A Venice menace
Over now to Ouch's Italian Crippled Monkey counterpart, Scimmia Paralizzata (and no, please don't write in if that's wrong!), for some late-breaking news from the magnificent city of rivers and bridges, Venice.
For the first time in more than 70 years, Venice is getting a new bridge: Il ponte di Calatrava. It's a splendid design by all accounts, a modern structure but one which fits in with the local environment. In fact, there's really only one problem.
It's not accessible.
That's right. Somewhat incredibly, a bridge being designed and built in the 21st century for one of the most popular tourist destinations in the world has been made inaccessible to disabled people.
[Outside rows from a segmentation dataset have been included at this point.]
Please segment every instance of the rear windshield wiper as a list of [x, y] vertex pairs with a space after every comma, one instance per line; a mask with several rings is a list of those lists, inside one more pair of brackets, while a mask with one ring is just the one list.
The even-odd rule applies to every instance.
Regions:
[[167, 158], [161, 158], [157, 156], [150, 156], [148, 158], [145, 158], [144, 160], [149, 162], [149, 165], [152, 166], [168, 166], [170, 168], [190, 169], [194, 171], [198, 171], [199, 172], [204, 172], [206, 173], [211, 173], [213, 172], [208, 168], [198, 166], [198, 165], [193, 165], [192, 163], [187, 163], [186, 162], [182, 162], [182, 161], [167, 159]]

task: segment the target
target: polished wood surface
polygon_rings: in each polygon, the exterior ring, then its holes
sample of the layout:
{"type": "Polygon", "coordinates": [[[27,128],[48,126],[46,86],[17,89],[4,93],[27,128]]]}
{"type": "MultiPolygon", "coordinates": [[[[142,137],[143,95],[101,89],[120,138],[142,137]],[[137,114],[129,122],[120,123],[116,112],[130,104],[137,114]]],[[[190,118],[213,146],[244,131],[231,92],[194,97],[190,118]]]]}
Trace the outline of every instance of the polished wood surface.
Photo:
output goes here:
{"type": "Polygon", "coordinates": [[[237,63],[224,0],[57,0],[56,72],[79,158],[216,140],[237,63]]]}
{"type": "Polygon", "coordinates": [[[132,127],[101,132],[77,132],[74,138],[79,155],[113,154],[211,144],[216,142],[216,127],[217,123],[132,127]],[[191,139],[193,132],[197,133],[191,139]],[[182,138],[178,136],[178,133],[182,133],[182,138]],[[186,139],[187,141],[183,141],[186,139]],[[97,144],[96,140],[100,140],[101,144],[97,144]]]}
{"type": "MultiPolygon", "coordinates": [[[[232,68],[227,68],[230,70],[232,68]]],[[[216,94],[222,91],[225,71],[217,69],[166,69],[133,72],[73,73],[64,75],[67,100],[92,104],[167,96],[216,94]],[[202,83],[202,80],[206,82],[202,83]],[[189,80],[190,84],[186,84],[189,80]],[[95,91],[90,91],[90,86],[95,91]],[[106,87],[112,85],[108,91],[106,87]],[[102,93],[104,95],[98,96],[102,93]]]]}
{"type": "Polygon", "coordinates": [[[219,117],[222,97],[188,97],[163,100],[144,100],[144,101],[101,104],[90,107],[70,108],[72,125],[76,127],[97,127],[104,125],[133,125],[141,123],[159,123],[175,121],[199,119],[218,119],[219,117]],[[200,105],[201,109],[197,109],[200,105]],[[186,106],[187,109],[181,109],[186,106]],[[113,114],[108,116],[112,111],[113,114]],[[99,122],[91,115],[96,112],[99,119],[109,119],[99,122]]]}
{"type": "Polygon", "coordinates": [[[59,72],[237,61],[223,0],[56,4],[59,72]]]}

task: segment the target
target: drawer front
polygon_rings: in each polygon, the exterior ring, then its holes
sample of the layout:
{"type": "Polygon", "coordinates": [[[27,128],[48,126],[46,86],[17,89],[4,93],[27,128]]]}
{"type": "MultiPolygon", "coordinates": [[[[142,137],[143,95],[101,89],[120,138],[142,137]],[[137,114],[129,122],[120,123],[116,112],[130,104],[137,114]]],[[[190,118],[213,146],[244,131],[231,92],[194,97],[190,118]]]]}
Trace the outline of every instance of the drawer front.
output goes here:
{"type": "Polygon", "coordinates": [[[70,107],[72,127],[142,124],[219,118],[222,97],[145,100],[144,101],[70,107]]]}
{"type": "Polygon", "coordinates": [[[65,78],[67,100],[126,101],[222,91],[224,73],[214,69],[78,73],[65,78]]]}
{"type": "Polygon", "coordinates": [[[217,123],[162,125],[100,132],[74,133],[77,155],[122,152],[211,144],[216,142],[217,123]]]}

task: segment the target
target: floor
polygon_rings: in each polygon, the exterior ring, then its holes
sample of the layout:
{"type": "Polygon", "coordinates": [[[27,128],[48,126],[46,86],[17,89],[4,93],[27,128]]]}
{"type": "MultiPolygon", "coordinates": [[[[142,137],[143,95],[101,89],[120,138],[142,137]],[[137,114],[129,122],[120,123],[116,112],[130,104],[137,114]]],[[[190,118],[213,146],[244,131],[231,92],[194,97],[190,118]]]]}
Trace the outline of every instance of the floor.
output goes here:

The structure is approached by glass steps, thereby making it useless for people in wheelchairs or those with mobility difficulties.
Both the local Venice council and the architect's company have been overwhelmed by letters of protest, and so there has been some talk of solutions - such as proposals to give disabled people free ferry passes so that they wouldn't need to use the bridge at all (because, of course, we wouldn't want to, would we?) Another suggestion has been to install platform lifts that would travel along the span of the bridge, but the architect Santiago Calatrava is not happy about this, and his reputation is such - he's big in the world of bridge-building, apparently - that no one seems to have the nerve to ask him to think again. Because it's a work of art, innit, not just a bridge.
How it got to the stage where the bridge is on the point of being built without access needs having been taken into consideration is beyond me. That's Venice off the Monkey's tourist itinerary, then.